My third flatmate in Lakemba, where I lived for all of a year, was someone who would move with me for years to come. The atmosphere in Lakemba in those days was pretty tense; I live 4 apartment blocks down from a public school, which was regularly burnt-out. One of the girls living in the apartments across from our driveway was a teacher there and her stories of being sworn at in Lebanese, and the treatment she received from the Lebanese boys she taught were enough to curl your hair. I used to stack shelves in the supermarket as a 2nd job and walk to the station to go to work, so I was in the main street of Lakemba quite a lot. Not a great place to be if you were blond, young slim and pretty (yes, I was once). I used to cop a lot from the men standing in shop doorways. On one occasion while in the flat I was lying in bed, reading, naked, with my cat, when a hand stuck itself through my venetian blinds (no screens but the windows key-locked open about 3 inches wide) and watched me. I couldn’t reach the light to turn it off without revealing myself, so I threw my book at the blind and yelled and screamed. I was living with the Greek guy at the time and when I later confronted him, he said that he thought I was yelling at the cat……….. So much for having a male on hand for safety!

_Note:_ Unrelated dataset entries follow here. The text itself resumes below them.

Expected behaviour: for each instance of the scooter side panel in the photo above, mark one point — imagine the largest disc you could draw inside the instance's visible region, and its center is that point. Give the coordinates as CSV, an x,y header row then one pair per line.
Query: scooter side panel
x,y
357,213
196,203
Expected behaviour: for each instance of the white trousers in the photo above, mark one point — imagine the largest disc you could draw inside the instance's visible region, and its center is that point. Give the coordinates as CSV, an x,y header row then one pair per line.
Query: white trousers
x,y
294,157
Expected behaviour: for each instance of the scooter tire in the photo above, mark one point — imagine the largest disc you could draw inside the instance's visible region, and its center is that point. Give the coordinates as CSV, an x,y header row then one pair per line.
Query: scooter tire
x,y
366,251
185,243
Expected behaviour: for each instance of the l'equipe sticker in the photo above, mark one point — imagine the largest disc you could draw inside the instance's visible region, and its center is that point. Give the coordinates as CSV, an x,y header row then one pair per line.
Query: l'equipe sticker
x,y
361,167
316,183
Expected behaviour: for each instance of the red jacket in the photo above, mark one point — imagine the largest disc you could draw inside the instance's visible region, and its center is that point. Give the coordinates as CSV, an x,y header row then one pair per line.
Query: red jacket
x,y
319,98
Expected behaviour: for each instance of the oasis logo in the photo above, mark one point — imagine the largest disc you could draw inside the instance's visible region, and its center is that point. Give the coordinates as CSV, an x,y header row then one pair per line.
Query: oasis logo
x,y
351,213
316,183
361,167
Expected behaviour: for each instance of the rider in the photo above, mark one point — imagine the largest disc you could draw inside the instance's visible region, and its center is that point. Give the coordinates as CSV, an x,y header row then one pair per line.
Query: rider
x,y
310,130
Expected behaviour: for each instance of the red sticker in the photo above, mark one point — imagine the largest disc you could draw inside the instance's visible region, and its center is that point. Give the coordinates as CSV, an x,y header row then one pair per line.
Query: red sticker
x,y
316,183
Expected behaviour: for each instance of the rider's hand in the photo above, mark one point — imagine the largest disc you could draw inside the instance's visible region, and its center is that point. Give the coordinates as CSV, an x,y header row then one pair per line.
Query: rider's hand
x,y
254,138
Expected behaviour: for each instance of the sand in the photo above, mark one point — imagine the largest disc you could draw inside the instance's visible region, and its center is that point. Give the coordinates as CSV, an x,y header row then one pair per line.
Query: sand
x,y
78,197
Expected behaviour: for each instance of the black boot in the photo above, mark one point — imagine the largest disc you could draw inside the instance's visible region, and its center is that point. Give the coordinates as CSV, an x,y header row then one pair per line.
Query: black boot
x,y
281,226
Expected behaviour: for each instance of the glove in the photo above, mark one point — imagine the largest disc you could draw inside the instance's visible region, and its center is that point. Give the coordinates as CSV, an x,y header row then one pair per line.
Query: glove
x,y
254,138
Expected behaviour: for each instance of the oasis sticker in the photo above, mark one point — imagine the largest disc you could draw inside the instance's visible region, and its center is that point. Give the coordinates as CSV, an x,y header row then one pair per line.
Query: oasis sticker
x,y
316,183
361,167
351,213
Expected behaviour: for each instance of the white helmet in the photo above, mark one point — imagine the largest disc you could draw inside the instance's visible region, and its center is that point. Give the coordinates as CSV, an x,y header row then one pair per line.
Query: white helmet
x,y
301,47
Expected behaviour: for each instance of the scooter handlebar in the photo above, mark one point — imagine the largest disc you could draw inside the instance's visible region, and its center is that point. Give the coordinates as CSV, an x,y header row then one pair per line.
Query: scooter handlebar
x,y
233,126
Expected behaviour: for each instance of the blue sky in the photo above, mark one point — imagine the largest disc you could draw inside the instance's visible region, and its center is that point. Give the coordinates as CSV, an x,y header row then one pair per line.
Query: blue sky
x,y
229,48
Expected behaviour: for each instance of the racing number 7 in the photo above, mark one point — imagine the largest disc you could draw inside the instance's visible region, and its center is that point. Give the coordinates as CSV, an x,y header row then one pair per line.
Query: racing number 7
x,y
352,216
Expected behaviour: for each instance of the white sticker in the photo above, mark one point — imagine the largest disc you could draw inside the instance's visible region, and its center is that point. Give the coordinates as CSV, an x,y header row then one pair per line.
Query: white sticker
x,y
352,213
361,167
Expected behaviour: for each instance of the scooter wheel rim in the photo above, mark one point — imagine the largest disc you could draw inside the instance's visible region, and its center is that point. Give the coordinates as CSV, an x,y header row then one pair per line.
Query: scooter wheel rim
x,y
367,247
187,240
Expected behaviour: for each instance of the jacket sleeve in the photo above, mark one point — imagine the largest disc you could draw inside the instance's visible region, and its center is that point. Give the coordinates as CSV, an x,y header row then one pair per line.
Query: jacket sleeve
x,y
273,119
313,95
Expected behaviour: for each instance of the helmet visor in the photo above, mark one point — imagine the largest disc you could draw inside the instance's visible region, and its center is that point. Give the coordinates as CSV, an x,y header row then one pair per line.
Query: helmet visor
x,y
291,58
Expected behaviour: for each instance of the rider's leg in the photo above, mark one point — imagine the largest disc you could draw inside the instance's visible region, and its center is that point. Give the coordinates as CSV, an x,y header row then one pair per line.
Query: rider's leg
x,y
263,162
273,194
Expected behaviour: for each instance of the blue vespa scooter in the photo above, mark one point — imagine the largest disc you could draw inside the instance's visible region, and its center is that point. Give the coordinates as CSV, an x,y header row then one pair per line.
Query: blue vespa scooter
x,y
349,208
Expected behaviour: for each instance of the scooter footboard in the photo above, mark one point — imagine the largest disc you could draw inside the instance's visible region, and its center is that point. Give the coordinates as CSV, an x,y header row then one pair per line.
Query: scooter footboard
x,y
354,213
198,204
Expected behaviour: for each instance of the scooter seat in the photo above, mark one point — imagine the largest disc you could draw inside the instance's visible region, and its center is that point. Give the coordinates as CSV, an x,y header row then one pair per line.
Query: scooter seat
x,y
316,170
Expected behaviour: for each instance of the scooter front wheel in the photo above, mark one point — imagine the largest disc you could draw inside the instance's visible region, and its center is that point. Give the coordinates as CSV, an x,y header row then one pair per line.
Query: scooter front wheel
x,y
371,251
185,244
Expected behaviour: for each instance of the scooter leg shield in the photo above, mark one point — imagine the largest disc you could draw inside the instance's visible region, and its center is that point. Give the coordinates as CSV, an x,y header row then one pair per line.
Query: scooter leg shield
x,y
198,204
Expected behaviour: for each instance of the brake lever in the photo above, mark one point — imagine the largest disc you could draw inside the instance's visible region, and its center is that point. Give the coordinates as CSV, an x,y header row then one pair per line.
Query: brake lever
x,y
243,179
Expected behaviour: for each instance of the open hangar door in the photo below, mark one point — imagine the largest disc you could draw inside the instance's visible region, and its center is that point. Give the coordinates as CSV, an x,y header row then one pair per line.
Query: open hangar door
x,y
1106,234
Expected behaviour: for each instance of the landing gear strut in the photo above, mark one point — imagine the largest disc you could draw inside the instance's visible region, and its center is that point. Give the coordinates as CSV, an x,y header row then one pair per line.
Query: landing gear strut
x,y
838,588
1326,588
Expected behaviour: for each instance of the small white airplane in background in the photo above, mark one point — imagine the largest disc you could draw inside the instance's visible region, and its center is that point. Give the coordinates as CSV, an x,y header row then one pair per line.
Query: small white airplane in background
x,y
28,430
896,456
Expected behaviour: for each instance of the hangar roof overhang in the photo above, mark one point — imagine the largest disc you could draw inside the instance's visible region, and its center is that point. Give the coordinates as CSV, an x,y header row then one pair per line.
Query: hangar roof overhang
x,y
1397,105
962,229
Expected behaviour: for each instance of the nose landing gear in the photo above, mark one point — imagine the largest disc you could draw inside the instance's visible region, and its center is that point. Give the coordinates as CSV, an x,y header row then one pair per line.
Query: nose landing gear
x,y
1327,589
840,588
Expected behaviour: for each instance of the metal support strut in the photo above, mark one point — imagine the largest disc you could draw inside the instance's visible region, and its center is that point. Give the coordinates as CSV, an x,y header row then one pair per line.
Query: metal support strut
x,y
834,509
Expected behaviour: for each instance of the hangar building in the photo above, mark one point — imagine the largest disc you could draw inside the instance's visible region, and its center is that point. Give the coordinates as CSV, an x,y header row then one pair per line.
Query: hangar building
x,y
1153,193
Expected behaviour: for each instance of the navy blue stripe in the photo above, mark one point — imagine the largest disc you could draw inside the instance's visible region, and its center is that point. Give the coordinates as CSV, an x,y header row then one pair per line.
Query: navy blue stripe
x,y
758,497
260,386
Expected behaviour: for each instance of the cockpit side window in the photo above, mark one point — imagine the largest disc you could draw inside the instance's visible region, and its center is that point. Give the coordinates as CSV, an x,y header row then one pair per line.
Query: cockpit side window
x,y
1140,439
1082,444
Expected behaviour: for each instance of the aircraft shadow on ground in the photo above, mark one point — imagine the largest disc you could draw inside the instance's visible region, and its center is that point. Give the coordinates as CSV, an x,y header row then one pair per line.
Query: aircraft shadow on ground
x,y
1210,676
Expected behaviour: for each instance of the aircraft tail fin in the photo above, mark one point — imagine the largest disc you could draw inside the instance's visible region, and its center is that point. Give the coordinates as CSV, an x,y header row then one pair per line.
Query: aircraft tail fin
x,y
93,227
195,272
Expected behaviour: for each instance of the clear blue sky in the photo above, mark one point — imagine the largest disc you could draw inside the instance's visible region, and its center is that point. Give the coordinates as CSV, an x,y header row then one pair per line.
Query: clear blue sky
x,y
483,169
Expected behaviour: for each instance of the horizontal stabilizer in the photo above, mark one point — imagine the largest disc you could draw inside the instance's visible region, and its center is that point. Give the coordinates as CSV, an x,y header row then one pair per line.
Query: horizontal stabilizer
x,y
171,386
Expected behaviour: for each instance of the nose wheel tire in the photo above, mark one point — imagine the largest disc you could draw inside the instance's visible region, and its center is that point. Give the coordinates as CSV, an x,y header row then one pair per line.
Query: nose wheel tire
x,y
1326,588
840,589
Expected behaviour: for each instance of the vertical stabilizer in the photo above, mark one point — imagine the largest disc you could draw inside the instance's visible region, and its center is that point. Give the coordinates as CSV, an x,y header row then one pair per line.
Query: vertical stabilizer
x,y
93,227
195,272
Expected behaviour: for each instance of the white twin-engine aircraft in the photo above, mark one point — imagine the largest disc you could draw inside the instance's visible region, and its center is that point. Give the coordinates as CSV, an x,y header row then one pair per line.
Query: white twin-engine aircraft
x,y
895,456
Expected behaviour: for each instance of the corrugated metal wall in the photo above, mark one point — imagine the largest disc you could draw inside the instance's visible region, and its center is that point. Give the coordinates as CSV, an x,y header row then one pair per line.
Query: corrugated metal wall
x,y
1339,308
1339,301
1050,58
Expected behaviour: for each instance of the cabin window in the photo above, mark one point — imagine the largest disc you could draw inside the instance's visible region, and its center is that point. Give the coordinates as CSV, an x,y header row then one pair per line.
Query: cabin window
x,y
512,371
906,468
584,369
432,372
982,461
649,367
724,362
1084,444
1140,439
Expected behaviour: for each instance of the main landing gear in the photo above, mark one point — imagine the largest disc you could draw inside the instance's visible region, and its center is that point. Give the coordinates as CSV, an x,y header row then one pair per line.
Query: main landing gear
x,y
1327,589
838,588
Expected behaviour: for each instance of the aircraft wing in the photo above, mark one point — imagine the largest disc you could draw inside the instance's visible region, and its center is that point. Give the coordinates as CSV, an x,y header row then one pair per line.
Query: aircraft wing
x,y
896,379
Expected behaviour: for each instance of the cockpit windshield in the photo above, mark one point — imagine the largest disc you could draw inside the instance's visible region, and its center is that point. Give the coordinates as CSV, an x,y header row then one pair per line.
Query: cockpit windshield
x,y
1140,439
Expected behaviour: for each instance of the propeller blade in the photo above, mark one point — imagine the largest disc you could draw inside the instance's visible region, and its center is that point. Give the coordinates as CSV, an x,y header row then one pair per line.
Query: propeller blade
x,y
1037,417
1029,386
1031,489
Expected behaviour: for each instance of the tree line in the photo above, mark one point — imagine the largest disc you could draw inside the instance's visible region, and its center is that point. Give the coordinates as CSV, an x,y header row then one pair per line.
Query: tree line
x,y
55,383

Another eventful occurrence was when I was living alone in the flat (in-between flatmates) and I’d gotten into bed when the phone rang, it was the friends upstairs who said they’d spotted a guy lurking around my ground-floor flat. Don’t panic and keep talking like you’re still on the phone was their advice to me before they hung up and phoned the police. I hung up and called my mother, all the while talking like I knew nothing. By the time the police got there, they’d gone of course; in fact guys trying to get away from someone or something often jumped the fences between the blocks of flats down that stretch of road. I had a cat, given to me by my boyfriend, for company and during the times I was living alone she’d be my ‘guard dog’. My flat was alongside the driveway and on the other side of that was the neighbouring fence and some shrubbery, then next-door flats. She used to raise her hackles and growl, and I knew that there was someone watching me, so I could lock the door out on to the balcony and pull the blinds. I’m sure that she saved me several times during my yearlong stay in that flat.